Pathological love
売り言葉りに買い言葉。
私は半分、ムキになっていたんだと思う。
不倫の一言で、私の恋愛の全てが無駄で無意味なモノと言われた様で、悔しかった。
「もういいでしょ?………離してよ。」
肩から彼の手を外そうと、手を掛けた時だった。
私の腕は簡単に掴まれ、痛いくらい強く壁に押し付けられた。
「あっ!!」
「俺の手料理を美味しいって食べたその口で、あの男とキスしてたのか?」
皮肉な笑顔を浮かべて、連理が私の心を傷つける。
「何その言い方?………………最低ね。

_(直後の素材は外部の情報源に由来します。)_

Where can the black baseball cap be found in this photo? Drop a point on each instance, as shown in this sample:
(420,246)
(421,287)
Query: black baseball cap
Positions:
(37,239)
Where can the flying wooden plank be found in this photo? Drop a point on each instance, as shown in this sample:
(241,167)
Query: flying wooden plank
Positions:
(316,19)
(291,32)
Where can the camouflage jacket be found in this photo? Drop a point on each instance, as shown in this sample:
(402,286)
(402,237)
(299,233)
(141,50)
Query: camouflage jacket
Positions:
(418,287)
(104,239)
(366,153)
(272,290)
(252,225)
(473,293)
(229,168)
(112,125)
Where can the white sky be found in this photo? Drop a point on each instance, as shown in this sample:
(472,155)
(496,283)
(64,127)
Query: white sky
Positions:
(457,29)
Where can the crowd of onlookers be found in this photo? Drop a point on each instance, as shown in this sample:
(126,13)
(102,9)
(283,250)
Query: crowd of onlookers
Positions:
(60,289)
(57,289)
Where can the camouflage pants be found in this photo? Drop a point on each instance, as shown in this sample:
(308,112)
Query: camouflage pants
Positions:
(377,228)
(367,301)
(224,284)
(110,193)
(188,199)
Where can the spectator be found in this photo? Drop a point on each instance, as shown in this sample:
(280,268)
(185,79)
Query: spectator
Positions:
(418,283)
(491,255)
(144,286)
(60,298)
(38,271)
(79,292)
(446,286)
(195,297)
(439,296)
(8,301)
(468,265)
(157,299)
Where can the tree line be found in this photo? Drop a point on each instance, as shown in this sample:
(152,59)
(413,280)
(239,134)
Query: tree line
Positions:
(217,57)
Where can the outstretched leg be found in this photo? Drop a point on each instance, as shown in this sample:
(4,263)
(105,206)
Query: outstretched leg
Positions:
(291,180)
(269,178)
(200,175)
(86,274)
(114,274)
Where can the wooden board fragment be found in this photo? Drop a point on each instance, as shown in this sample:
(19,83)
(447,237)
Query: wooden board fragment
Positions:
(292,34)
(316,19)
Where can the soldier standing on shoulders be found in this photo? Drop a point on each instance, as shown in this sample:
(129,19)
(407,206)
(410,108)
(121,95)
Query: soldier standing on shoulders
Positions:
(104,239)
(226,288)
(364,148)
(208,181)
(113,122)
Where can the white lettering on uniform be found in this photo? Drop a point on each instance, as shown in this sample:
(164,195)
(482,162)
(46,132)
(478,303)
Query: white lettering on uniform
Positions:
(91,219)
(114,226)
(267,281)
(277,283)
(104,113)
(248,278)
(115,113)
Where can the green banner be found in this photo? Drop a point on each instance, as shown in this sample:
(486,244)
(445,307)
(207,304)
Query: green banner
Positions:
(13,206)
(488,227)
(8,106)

これだけは言っとくけど、私は、斎藤さんと一度もキスなんて…ー」
その刹那、私の視界は連理の掌で遮られ、唇に熱いモノが押し付けられた。
「…んんっ………!!」
まるで息を吹き込まれ、蘇生したかの様に、私の心臓はドクンッと大きく動き出す。
瞳は何も映さないまま、感覚だけが研ぎ澄まされる。
唇と掴まれた所にだけ広がる体温。
触れるだけに留まらず、柔らかくて濡れた唇は私を犯し続ける。
息をする暇もなく、荒くなる息遣い。
静かなホテルの一室には、二人のリップ音だけが響いていた。
どのくらい経ったのだろうか、私は、立って居られなくて、思わず彼の腕にすがり漸く唇が離れた。
「はぁ…はぁ…はぁ………連理…掌…退けて………。」
一瞬、間があって、ゆっくりと視界が開ける。
ぼやけた視界の向こうには、熱に浮かされた様に真っ赤な顔をした彼がいた。
「…俺………………ー」
「………連理………どう…して?」
私と目が合うと、彼は驚いた様に目を丸くして、逃げるようにして出て行った。
腰から崩れ落ちた私は、その場に座ると、暫く動くことが出来なかった。
私の心は、驚きや不安、そしてそれを上回る、久し振りのふわふわした高揚感でいっぱいだった。